You see, within the quietude of what is an aesthetic space courtesy of Edbrook and The Changing Room, I come to see that that castle thing is already written. As sympathetic as I might very well be to the very significant political leitmotifs which reside with varying degrees of transparency throughout Stirling’s presentation, the history – historical and future history that is – is written up and given to the throng via the expertly choreographed gesamtkunstwerk.

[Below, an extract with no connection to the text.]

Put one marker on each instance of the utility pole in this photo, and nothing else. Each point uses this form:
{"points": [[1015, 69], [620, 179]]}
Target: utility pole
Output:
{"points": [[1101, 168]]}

By contrast, and even if by accident of my own Saturday sociointertextuality, The Copyist offers more of a moment to breathe, and inasmuch presents a stimulating paradox given the famously expansive vistas of Stirling’s crenellations are still fresh in mind. Breathing in that moment, for what it’s worth, I think of the significance of someone something somehow doing more to aestheticise and aerate the Shcoddishness of the current debate over Scotland’s political future, doing more to see that there’s room to do more than only read the given narratives, especially the institutional ones, whether positive or negative.

Before we leave to pick someone up and take them to a ceilidh, staring at the hypnotic filmic images that Edbrook has framed, I breathe another thought. Despite the conspicuous thinness of the support for the projection, I’m struck by a sense of the materiality of the elements – the feet, the stocking, the ember, the hearth, the wall, the space around these things, and the colour…and the staging allows me to see it and write it in my own time. The impact of that visual sequence exceeds in potency the wordiness of the exhibition’s carefully read and voiced conceptual substructure, and it does something very different from the overwhelming totality-experience of the castle. Edbrook is indebted to Delillo, Gordon, and of course Antonioni, but the aesthetic force of that tableau is written by Edbrook – not as tidy-parking finality, but as a modest contribution to momentum forwards for further, well, creative momentum.

On the way back, I’m thinking that there’s something else to write, then, about the incremental writing of new histories, starting with the raw ingredients of choreographed stories and the methods of self-determined writing, but it’s all about finding the time.